Across a limestone slab 1.2km long and 80m high, Cal Orko cliff proudly displays more than 5,000 footsteps, with 462 individual trails from about 15 species of dinosaur. 68 million years ago this cliff was a (flat) lake surrounded by a forest – and the wet earth absorbed the footsteps of the dinosaurs as they went about their business. Then over millions of years, the tectonic movements of the earth’s plates pushed the now dried lake and it’s preserved footprints to a vertical resting place.
Getting to the park is easy and cheap in a micro (colectivo bus) for 1.50 Bolivianos. When you get to the end of the line – and the next door concrete factory, you are there. In fact the Fancesa concrete factory is responsible for the discovery of these tracks. The company mined away sedimentary layers in the cliffs surrounding their factory for use in the production of concrete. They did not go as far down as the footprints as that rock was not suitable, and on the open surface of the cliff, gravity, rain and tremors from nearby explosions had their impact – a wall of rock fell and revealed the footprints, made so many millions of years before.
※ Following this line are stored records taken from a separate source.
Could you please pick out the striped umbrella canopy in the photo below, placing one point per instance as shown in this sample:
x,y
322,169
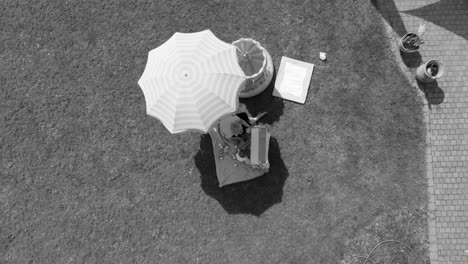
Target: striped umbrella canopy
x,y
191,81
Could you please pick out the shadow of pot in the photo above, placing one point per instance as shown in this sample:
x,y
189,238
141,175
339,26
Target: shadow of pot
x,y
402,40
412,59
430,71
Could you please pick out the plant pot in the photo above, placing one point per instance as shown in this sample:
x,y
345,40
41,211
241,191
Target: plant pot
x,y
257,65
402,47
430,71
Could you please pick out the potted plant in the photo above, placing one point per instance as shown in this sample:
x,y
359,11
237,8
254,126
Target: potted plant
x,y
430,71
411,42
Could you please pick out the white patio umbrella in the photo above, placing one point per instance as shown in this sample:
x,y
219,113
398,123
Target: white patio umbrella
x,y
191,81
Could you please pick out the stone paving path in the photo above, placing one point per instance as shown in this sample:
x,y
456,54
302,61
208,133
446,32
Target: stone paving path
x,y
446,39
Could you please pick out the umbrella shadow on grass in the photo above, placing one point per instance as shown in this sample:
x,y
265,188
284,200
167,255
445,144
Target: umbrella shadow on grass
x,y
434,94
265,102
250,197
390,13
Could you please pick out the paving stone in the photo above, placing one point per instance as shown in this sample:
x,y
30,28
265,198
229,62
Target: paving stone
x,y
446,39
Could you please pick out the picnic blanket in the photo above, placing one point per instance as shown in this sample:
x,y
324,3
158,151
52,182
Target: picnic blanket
x,y
228,168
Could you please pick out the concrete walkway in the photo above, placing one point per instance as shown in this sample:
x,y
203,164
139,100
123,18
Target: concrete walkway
x,y
446,39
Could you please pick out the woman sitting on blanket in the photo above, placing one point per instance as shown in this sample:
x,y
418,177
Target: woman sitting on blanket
x,y
236,130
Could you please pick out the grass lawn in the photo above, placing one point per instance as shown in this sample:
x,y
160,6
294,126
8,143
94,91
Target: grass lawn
x,y
87,177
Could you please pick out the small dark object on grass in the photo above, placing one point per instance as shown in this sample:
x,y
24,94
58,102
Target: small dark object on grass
x,y
412,41
432,69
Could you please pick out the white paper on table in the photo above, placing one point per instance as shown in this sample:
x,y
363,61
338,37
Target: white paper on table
x,y
293,81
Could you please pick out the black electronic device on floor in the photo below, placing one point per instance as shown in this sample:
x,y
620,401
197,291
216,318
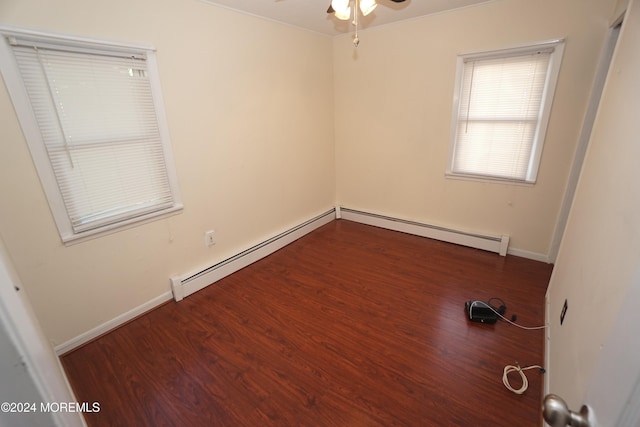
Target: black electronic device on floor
x,y
480,311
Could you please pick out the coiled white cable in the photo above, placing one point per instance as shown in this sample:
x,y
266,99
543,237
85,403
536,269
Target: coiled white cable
x,y
517,368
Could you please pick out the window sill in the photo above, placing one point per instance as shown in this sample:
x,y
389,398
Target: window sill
x,y
489,179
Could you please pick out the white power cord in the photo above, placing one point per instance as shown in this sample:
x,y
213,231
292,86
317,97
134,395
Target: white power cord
x,y
517,368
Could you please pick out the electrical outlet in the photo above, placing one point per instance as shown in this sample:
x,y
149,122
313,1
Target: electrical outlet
x,y
209,238
564,311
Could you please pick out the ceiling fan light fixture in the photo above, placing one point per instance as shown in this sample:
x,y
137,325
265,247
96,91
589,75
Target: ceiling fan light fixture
x,y
367,6
341,8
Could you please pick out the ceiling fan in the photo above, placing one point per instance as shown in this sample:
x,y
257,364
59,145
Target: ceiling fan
x,y
342,10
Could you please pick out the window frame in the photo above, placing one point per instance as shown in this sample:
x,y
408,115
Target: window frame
x,y
34,139
555,60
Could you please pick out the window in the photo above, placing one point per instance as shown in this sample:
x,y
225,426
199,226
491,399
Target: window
x,y
93,118
501,109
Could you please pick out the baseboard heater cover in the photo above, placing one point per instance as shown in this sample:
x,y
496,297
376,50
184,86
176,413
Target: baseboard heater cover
x,y
187,285
497,244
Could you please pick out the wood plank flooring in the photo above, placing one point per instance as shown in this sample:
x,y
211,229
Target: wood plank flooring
x,y
351,325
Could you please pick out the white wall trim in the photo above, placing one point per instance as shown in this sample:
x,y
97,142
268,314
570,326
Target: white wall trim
x,y
185,285
535,256
108,326
182,286
498,244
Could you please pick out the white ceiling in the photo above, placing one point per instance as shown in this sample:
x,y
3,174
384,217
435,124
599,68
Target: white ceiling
x,y
312,14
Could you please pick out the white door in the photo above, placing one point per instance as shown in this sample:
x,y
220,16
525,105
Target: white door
x,y
30,373
593,357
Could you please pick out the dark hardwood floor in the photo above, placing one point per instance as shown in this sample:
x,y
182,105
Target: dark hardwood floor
x,y
351,325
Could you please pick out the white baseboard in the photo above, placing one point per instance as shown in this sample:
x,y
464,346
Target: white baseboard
x,y
498,244
187,284
193,282
111,324
535,256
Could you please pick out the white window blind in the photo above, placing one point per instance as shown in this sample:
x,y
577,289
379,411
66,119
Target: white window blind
x,y
97,116
502,109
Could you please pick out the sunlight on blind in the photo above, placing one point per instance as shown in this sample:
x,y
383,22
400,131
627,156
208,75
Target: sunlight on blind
x,y
499,110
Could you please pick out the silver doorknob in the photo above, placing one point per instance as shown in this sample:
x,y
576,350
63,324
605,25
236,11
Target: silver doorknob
x,y
557,414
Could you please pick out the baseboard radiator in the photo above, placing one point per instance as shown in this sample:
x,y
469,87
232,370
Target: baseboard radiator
x,y
498,244
190,283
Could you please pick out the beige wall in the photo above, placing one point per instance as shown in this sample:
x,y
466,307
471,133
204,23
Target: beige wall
x,y
252,126
393,114
598,264
250,109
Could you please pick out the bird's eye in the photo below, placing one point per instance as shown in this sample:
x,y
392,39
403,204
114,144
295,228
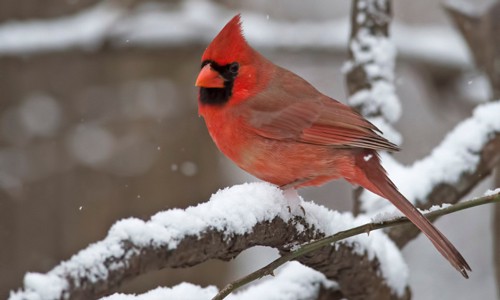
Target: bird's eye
x,y
234,67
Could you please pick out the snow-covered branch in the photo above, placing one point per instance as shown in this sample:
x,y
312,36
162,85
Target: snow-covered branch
x,y
195,22
466,156
293,282
233,220
370,69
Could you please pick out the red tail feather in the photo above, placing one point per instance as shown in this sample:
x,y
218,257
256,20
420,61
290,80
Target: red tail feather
x,y
371,175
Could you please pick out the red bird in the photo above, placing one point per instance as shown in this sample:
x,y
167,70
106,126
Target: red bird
x,y
278,127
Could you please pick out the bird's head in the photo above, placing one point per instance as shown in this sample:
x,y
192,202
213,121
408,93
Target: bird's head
x,y
229,67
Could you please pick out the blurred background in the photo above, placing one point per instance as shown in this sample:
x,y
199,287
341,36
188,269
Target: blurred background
x,y
98,122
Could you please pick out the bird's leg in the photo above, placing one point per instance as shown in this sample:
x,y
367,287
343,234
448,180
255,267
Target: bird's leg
x,y
292,196
293,184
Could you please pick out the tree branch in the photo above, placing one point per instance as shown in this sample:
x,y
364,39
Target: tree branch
x,y
366,228
233,220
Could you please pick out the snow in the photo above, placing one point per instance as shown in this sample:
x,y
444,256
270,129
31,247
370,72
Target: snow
x,y
381,97
492,192
385,216
233,210
292,281
91,144
183,291
86,30
163,25
379,102
40,115
459,152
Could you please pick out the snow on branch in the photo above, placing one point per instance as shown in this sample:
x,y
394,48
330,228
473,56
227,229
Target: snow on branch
x,y
233,220
466,156
187,22
293,282
370,69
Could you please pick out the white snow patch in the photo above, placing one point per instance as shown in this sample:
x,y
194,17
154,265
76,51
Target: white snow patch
x,y
292,282
182,291
380,98
91,144
40,115
189,168
458,153
191,21
492,192
233,210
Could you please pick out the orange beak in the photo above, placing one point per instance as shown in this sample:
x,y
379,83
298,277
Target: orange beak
x,y
209,78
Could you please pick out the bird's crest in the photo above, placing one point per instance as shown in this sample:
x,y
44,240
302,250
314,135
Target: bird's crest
x,y
229,45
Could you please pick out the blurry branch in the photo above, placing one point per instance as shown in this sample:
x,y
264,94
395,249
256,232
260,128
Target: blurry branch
x,y
480,29
184,238
138,24
452,193
442,192
366,228
370,69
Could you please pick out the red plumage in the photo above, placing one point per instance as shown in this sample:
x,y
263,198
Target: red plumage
x,y
278,127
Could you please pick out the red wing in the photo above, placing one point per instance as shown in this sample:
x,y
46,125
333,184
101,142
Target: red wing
x,y
317,120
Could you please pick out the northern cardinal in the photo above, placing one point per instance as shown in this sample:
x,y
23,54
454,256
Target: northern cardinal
x,y
278,127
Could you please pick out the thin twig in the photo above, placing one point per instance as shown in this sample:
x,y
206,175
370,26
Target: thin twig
x,y
327,241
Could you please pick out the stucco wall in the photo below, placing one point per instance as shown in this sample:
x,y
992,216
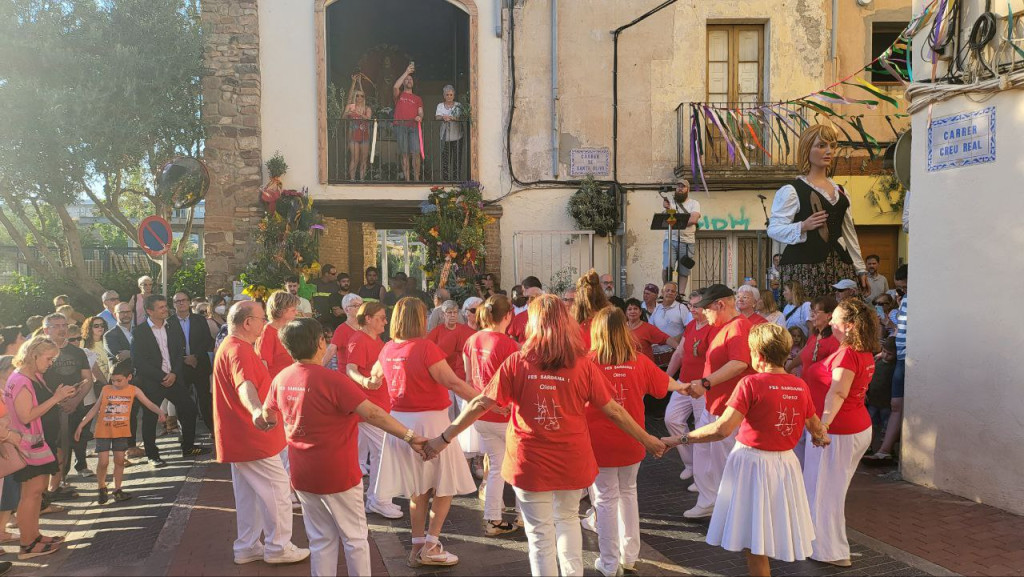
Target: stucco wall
x,y
964,382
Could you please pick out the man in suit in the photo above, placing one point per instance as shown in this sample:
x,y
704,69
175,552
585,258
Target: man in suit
x,y
117,343
199,345
158,352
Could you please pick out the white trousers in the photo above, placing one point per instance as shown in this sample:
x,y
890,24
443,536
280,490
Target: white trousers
x,y
617,517
372,439
493,444
262,504
333,520
709,462
552,525
827,474
680,408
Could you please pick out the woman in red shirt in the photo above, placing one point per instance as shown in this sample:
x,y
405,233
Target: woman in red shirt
x,y
819,346
483,353
762,507
418,381
590,298
689,361
360,353
549,384
827,474
282,307
320,410
619,455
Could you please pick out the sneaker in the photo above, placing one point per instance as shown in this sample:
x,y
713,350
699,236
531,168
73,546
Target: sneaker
x,y
616,573
255,554
590,522
698,512
293,554
383,509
In 2010, a section of the cliff eroded away which destroyed some of the tracks, however it also revealed another layer with more tracks underneath.
Guided tours will lead you down to the quarry at the bottom of the cliff (wearing compulsory fire engine red hard hat) and explain the different footprints and the dinosaurs that made them. After struggling back up the cliff many photos later you are rewarded with life-size models of the different dinosaurs, complete with audio of what it is thought they sounded like…
I didn’t care. I loved all the dinosaurs, cheesy or not. My inner 6-year-old was delighted.